Private Medicare Advantage plans being paid for phantom care of VA patients
Duplicate Federal Payments for Dual Enrollees in Medicare Advantage Plans and the Veterans Affairs Health Care System
By Amal N. Trivedi, MD, MPH; Regina C. Grebla, MGA, MPH, PhD; Lan Jiang, MS; Jean Yoon, PhD; Jent Mor, PhD; Kenneth W. Kizer, MD, MPH
JAMA, June 26, 2012
Context: Some veterans are eligible to enroll simultaneously in a Medicare Advantage (MA) plan and the Veterans Affairs health care system (VA). This scenario produces the potential for redundant federal spending because MA plans would receive payments to insure veterans who receive care from the VA, another taxpayer-funded health plan.
Objective: To quantify the prevalence of dual enrollment in VA and MA, the concurrent use of health services in each setting, and the estimated costs of VA care provided to MA enrollees.
Design: Retrospective analysis of 1 245 657 veterans simultaneously enrolled in the VA and an MA plan between 2004-2009.
Main Outcome Measures: Use of health services and inflation-adjusted estimated VA health care costs.
Results: Among individuals who were eligible to enroll in the VA and in an MA plan, the number of persons dually enrolled increased from 485 651 in 2004 to 924 792 in 2009. In 2009, 8.3% of the MA population was enrolled in the VA and 5.0% of MA beneficiaries were VA users. The estimated VA health care costs for MA enrollees totaled $13.0 billion over 6 years, increasing from $1.3 billion in 2004 to $3.2 billion in 2009. Among dual enrollees, 10% exclusively used the VA for outpatient and acute inpatient services, 35% exclusively used the MA plan, 50% used both the VA and MA, and 4% received no services during the calendar year. The VA financed 44% of all outpatient visits (n = 21 353 841), 15% of all acute medical and surgical admissions (n = 177 663), and 18% of all acute medical and surgical inpatient days (n = 1 106 284) for this dually enrolled population. In 2009, the VA billed private insurers $52.3 million to reimburse care provided to MA enrollees and collected $9.4 million (18% of the billed amount; 0.3% of the total cost of care).

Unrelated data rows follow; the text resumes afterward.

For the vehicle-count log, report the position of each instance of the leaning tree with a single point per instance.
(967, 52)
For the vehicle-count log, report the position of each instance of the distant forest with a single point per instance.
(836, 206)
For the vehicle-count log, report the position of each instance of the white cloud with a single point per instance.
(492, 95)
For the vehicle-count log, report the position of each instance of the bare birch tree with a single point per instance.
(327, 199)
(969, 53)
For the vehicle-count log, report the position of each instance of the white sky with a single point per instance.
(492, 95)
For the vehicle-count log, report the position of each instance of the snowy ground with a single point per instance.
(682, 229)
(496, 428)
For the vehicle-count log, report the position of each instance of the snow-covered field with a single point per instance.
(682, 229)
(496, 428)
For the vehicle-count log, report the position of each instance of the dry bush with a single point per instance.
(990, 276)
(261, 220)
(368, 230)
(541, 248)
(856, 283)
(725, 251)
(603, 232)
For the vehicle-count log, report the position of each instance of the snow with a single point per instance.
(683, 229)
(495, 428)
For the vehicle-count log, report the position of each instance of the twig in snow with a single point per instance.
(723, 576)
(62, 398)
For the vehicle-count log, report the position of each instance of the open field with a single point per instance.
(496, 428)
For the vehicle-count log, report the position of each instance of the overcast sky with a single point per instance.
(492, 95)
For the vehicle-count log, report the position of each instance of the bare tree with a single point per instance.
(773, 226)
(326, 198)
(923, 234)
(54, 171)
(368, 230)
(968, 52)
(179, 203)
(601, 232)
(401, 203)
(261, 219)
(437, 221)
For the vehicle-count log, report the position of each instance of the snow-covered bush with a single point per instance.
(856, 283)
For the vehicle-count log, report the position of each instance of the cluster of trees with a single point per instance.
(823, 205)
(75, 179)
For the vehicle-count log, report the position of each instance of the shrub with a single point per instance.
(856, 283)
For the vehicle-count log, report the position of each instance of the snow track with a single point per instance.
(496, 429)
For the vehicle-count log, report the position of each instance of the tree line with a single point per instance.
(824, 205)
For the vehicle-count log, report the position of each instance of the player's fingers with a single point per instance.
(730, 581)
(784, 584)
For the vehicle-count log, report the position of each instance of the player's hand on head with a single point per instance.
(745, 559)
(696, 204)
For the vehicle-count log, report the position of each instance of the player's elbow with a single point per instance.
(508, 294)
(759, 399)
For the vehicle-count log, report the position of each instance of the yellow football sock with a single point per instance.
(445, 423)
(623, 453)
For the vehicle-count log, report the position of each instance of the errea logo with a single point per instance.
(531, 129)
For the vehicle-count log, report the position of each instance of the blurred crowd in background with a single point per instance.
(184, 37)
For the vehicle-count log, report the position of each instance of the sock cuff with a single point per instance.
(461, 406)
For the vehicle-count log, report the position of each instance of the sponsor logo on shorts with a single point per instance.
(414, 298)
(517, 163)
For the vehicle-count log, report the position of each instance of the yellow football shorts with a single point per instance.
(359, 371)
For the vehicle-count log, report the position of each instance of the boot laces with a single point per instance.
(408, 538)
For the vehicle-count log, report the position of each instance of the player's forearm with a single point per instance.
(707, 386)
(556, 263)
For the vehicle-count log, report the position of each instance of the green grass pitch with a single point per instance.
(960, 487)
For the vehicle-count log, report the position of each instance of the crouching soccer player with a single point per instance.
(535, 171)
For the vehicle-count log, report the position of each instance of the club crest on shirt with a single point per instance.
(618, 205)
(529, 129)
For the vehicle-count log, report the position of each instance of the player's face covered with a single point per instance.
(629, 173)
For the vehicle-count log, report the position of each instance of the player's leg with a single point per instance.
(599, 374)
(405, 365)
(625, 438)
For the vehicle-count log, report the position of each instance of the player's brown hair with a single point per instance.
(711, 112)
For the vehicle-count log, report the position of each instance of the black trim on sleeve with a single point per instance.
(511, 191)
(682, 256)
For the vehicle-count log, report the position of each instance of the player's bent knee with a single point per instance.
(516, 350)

Conclusions: The federal government spends a substantial and increasing amount of potentially duplicative funds in 2 separate managed care programs for the care of same individuals.
By Don McCanne, MD
Most veterans who are eligible for enrollment in the Veterans Administration health care system are also eligible for enrollment in Medicare when they turn 65. Many of these veterans elect to enroll in the publicly-financed but private Medicare Advantage plans. This study shows that these private plans benefit greatly by receiving full capitation payments for all care in spite of the fact that they avoid the costs of the care that is actually delivered in our publicly-financed VA system. Thus taxpayers are paying twice for the same care - real care in the VA system and phantom care under the Medicare Advantage plans.
The authors suggest that rules could be changed to rectify this. Either the VA could be authorized to bill the private Medicare Advantage plans for care delivered by the VA (currently prohibited by federal law - a law dating back to before private Medicare plans were available), or the capitation payments to the Medicare Advantage plans could be adjusted downward to reflect the use of VA facilities.
There is a far better choice. The traditional Medicare program could be improved by expanding benefits and eliminating out-of-pocket cost sharing. Then we could get rid of the private Medicare Advantage plans with their profound administrative waste and the restrictions in health care choices that they inflict upon their patients. The VA-eligible patient would be able to choose either Medicare or the VA system, but regardless, we would be paying for the care only once, instead of twice like we are now.
In fact, the improved Medicare system would be so effective that we should all be able to have it as participants in a single payer national health program. Providing veterans with the choice of the VA system would not be much different from providing the rest of us with the choice of an integrated health care delivery system such as Kaiser Permanente. It would be just another health care delivery option under an improved Medicare for all.